The emergency mode is a mode in which, in a case where something unusual happens a user while moving with the user (for example, a case where the user falls), autonomous movement is performed to seek help from nearby people or nearby facilities in order to help the user. In addition to (or instead of) following and guiding as described above, the mobile object 100 may move while maintaining a moderate (neither too close nor too far) distance from the user.

The mobile object 100 is not limited to the above, and may be any object that a user can ride in, or may be, for example, a vehicle. The vehicle may be not only a four-wheeled vehicle, but also any vehicle that can move with three or two wheels. The vehicle may be capable of traveling on both a roadway and a sidewalk with a user on board.

FIG. 2 is a perspective view illustrating an example of the mobile object 100.

In the following description, the forward direction of the mobile object 100 is defined as a +x direction, the rearward direction of the mobile object 100 is defined as a −x direction, the leftward direction in the widthwise direction of the mobile object 100 with respect to the +x direction is defined as a +y direction, the rightward direction is defined as a −y direction, and the direction orthogonal to the x direction and the y direction, which is the height direction of the mobile object 100, is defined as a +z direction.

The mobile object 100 includes, for example, a base body 110, a door portion 112 provided on the base body 110, and wheels (a first wheel 120, a second wheel 130, and a third wheel 140) assembled to the base body 110. For example, a user can open the door portion 112 to put baggage into a storage compartment provided in the base body 110 or extract the baggage from the storage compartment.
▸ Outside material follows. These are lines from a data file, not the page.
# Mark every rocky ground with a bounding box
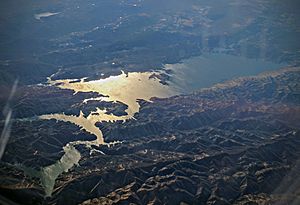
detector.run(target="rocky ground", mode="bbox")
[0,68,300,205]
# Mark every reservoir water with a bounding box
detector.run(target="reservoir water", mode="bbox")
[31,54,283,196]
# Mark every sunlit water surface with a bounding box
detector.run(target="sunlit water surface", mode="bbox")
[27,54,283,196]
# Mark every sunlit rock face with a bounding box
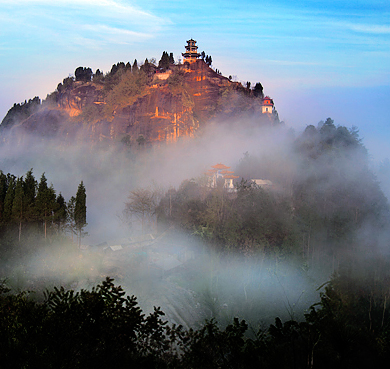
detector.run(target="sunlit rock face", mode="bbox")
[0,59,277,147]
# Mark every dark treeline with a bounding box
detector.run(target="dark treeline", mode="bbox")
[156,119,390,270]
[0,272,390,369]
[0,169,86,254]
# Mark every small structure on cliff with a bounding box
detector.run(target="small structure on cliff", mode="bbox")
[206,163,239,191]
[181,38,200,63]
[261,96,274,114]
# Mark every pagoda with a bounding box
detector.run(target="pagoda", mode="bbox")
[181,38,200,63]
[261,96,274,114]
[206,163,239,192]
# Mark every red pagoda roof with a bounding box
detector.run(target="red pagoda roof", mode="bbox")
[211,163,230,170]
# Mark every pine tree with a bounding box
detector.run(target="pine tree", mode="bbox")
[23,168,37,221]
[131,59,138,73]
[54,193,66,231]
[11,177,26,242]
[35,173,56,238]
[66,196,77,243]
[0,170,7,224]
[3,174,15,223]
[158,51,173,71]
[74,181,87,247]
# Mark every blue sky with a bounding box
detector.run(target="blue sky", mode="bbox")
[0,0,390,160]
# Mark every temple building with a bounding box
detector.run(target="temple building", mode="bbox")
[181,38,200,63]
[261,96,274,114]
[206,163,239,191]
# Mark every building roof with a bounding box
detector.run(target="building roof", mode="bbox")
[263,96,274,106]
[221,170,234,174]
[211,163,230,169]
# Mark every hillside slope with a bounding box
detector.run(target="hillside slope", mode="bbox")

The first wheel 120 and the second wheel 130 are driving wheels, and the third wheel 140 is an auxiliary wheel (driven wheel). The mobile object 100 may be capable of moving using a configuration other than wheels, such as a caterpillar.

A cylindrical support 150 extending in the +z direction is provided on the surface of the base body 110 in the +z direction. The camera 180 that captures images of the vicinity of the mobile object 100 is provided on the end of the support 150 in the +z direction. The position at which the camera 180 is provided may be any position different from the above.

The camera 180 is, for example, a camera capable of capturing images of the vicinity of the mobile object 100 at a wide angle (for example, 360 degrees). The camera 180 may include a plurality of cameras. The camera 180 may be realized by a combination of, for example, a plurality of 120-degree cameras or a plurality of 60-degree cameras.

FIG. 3 is a block diagram illustrating an example of a functional configuration the mobile object 100.

In addition to the functional configuration shown in FIG. 2, the mobile object 100 includes a first motor 122, a second motor 132, a battery 134, a brake device 136, a steering device 138, a communication unit 190, and the control device 200. The first motor 122 and the second motor 132 are operated by electric power supplied from the battery 134. The first motor 122 drives the first wheel 120. The second motor 132 drives the second wheel 130. The first motor 122 may be an in-wheel motor provided on the wheel of the first wheel 120. The second motor 132 may be an in-wheel motor provided on the wheel of the second wheel 130.

The brake device 136 outputs a brake torque to each of the first wheel 120 and the second wheel 130 on the basis of an instruction from the control device 200. The steering device 138 includes an electric motor. The electric motor, for example, changes the direction of the first wheel 120 or the second wheel 130 by causing a force to act on a rack and pinion mechanism on the basis of the instruction from the control device 200 to change the course of the mobile object 100.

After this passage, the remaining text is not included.